Please use the space provided to explain your answers to the questions above. You may also include additional comments for the author, including concerns about dual publication, research ethics, or publication ethics. (Please upload your review as an attachment if it exceeds 20,000 characters)

Reviewer #1: This paper presents an agent-based network model of HIV transmission among heterosexuals in Western Kenya and South Africa. The study compares the impact of introducing PrEP to either men or women, with variable scenarios based on age group provision and exogenous processes (i.e., increased ART and male circumcision) across varying time periods. The authors found that PrEP provision to women had the greatest immediate impact and was also the most efficient allocation of resources.

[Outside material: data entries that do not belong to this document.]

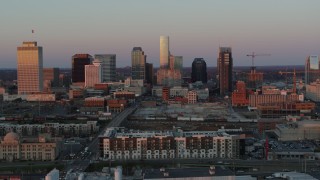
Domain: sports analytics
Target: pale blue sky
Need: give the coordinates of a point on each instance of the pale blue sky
(289, 30)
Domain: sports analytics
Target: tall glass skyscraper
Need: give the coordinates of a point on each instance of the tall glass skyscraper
(78, 67)
(138, 60)
(312, 68)
(178, 63)
(164, 51)
(108, 65)
(199, 70)
(225, 67)
(30, 68)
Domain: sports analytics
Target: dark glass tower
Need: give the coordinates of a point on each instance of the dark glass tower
(199, 70)
(78, 63)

Overall, the study is well-designed and relies on a network model which has been used in other studies. The model complexity is appropriate for this type of study. I appreciate that the authors present a number of counterfactual scenarios which could be helpful for policy makers. The manuscript is timely, as resources for public health may be limited (i.e., due to coronavirus) so policy makes may need to be strategic about allocating resources for other priorities. However, the overall presentation of the methods and results should be improved before the manuscript is ready for publication.

Major points:

1. The methods section does not provide sufficient information for a model of this complexity. The authors point to some references, but it was not immediately obvious which references were most relevant. I suggest the authors rework the methods section to provide greater detail about the overall structure of the model and some key parameters which are relevant to the research question. If word count is a problem, it is common for models of this complexity to have a technical appendix. One of the references (13) was helpful to answer some of my questions, but this was published in 2012 so it is not clear what, if anything, has changed about the model and code since then. It may also be helpful to remove the references to your group’s other studies (refs 11 and 12) using this model and just point the readers to the reference that is clearly describing the model design. If the other references are relevant to piece together changes to the model since 2012, then I think it would be most appropriate to compile a single document (i.e., technical appendix) which clearly describes the current model. Reference 10 is too general to provide much relevant information for the present study.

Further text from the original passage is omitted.